Both Trees and Merten’s teams use commercial-grade LED lights, which save on energy costs and can stand up to weather better.
“They tend to have a much lower failure rate,” Trees said.
Courtney’s introductory package starts at $699, which covers the lights, installation and removal for the season, regardless of time of use. Whether the display is up well before Thanksgiving or the week before Christmas, consumers don’t see extra charges, Merten said.
Trees said most introductory packages start in the $600 range and go up from there. Introductory packages typically cover the home’s rooflines and bushes and trees in the front yard.
Extras such as inflatable scenes and figurines also are becoming popular and are often added for between $75 and $100, Trees said. Merten’s team also sees plenty of holiday wreath requests as well.
“We go out and meet with the customers and can get a pretty good idea of what they want. I follow up with a quote and photos of past jobs to give them an idea of how it will look,” Merten said.
Trees installs and sets a digital timer for his light installations. It’s convenient and easy for both the installer and homeowner. “These are really all-inclusive packages. The customer doesn’t have to do anything,” he said.
Improvements in white LED lights and other LED colors through the years are causing an explosion in LED light use overall. But both Trees and Merten also say classic-looking C7 or C9 bulb lights — also now available in LED — are still popular for outdoor decorations. Icicle lights running across rooflines are still a top request too.
Trees’ company provides annual training sessions for its affiliate owners. He runs through mock estimations, full installations and designs.
“It’s important to keep balance in mind when you’re designing the project,” he added.
The light hanging pro also spends considerable time talking about the importance of understanding the loads a home’s power outlets can handle.
Most modern residential circuits are either 15 or 20 amps, which are able to handle between 1,800 and 2,400 watts before a circuit breaker is tripped. To find out how many amps outlets have in an area of your home, check your home’s circuit breaker box. Most will have numbers on each circuit breaker switch that will indicate its amp rating.
A general rule of thumb is no more than three strings of lights per outlet and extension cord, and installers should be aware of the overall load for their light display.
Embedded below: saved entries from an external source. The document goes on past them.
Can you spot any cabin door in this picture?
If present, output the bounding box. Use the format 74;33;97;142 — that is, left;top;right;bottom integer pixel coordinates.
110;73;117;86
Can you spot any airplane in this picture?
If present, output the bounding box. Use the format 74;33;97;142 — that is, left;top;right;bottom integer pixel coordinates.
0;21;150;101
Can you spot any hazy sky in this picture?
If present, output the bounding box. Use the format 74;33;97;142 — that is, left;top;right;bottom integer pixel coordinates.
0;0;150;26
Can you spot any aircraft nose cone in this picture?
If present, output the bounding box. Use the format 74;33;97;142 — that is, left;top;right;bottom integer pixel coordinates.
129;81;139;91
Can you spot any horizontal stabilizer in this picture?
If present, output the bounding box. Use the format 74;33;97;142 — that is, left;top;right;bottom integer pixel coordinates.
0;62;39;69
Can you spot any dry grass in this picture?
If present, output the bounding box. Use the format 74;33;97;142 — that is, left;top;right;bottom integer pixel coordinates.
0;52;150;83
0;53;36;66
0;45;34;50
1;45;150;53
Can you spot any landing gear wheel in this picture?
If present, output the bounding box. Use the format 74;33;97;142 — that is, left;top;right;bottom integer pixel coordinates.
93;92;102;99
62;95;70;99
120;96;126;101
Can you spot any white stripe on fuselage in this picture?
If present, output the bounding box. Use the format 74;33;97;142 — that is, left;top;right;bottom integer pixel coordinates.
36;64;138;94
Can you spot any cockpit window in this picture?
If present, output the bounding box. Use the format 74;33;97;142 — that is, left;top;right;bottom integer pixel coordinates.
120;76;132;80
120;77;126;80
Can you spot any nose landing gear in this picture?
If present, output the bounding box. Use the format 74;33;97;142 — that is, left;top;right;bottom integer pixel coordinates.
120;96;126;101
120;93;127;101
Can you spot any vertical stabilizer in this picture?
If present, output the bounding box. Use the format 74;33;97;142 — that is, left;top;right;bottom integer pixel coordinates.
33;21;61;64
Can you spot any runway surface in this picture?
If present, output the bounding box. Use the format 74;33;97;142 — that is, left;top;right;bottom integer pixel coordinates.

Safety is another driver for holiday light hanging services, Trees added. Too often, people may not have the right-sized ladders or are not comfortable walking on tile roofs, if that’s required.
The Consumer Product Safety Commission estimates more than 13,000 annual emergency room visits related to holiday-related injuries such as falls from ladders while stringing Christmas lights and lacerations from broken ornaments, among other injuries.
Judy Comoletti, division manager of public education for the National Fire Protection Association, said whether you are hiring a professional to hang lights or doing it yourself, keep the following tips in mind:
* Do not use nails to hang lights. If a nail penetrates a wire, it could be a fire hazard. Today, there are many different plastic clips available to accommodate a variety of different application situations.
* Make sure lights being used have been independently tested for safety by a third-party lab. Also, read the box to see how many strings can be connected together to avoid overloading the circuit.
* Understand if a string of lights is for indoor or outdoor use. The information can be found on the box. The same for extension cords; often indoor extension cords are used outdoors, she added, which is a fire hazard.
* Though many companies use timers for light displays, Comoletti still advises homeowners to make a habit of turning off the lights when they leave the house.